Trying to Anki everything. Not all content is suited for flashcards. Clinical reasoning, surgical technique, communication skills: these are better learned through practice. Use Anki for the factual foundation, not for higher-order thinking.
Falling behind on reviews. If your review pile grows to 500+, it's demoralizing and you'll stop. Keep daily reviews manageable. If you're overwhelmed, use Anki's "set due date" feature to spread overdue cards over a week rather than facing them all at once.
Not using images. Vet medicine is visual. A card that says "identify this structure" with a labeled image is worth ten text-only cards. Use screenshots from lectures, atlas images, and radiographs.

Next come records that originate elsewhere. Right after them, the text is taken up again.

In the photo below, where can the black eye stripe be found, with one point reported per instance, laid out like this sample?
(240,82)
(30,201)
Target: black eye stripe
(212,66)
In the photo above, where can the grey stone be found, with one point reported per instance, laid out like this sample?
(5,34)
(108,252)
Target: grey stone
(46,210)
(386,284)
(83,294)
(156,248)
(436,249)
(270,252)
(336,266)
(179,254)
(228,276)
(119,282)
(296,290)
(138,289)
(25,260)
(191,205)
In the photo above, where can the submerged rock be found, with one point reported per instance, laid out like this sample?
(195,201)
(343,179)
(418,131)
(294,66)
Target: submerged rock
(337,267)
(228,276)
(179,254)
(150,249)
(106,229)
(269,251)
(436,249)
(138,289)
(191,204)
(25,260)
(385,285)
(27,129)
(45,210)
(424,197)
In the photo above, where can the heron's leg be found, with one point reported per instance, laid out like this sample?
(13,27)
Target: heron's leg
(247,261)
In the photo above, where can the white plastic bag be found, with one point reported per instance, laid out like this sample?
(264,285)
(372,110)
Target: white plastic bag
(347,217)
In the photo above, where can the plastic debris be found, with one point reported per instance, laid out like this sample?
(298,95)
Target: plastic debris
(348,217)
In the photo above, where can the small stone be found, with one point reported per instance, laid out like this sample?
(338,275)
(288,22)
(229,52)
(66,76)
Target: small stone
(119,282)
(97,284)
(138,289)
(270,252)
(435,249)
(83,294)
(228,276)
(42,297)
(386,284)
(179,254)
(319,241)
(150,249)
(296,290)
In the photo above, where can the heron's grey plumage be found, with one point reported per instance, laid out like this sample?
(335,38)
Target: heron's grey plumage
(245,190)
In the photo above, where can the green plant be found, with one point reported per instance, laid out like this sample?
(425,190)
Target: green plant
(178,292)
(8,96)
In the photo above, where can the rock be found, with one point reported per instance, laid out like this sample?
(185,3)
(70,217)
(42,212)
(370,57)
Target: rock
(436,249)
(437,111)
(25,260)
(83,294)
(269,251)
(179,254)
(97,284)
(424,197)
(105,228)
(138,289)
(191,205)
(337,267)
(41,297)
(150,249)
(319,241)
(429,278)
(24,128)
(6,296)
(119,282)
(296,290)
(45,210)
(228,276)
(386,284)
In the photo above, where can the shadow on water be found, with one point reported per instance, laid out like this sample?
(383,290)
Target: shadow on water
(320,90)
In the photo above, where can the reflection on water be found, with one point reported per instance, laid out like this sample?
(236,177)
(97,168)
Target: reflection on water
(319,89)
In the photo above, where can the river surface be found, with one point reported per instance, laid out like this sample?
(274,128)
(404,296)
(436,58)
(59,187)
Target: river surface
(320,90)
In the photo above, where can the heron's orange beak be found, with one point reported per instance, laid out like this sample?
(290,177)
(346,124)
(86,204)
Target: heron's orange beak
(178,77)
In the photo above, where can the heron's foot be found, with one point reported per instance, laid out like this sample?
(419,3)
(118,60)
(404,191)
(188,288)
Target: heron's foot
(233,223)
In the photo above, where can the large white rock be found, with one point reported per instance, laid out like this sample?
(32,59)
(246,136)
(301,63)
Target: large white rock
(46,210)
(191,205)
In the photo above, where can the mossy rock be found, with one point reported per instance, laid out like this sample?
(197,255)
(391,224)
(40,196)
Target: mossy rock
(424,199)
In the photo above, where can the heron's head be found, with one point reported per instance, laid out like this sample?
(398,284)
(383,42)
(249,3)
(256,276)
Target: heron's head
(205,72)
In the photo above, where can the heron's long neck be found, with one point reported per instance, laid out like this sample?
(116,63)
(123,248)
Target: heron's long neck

Image occlusion is your best friend.
Getting Started Today
If you're new to Anki:
- Download Anki (free) from apps.ankiweb.net
- Create your deck structure (see above)
- Start making cards from your current lectures
- Use SlideToAnki to convert lecture slides into cards automatically
- Set a daily new card limit (20-30 per day to start)
- Review every day, even if it's just 10 minutes
If you're a first or second year student reading this, you're in the perfect position to start. By the time NAVLE comes around, you'll have thousands of mature cards and a rock-solid foundation across all species and subjects. Your classmates will be cramming. You'll be reviewing.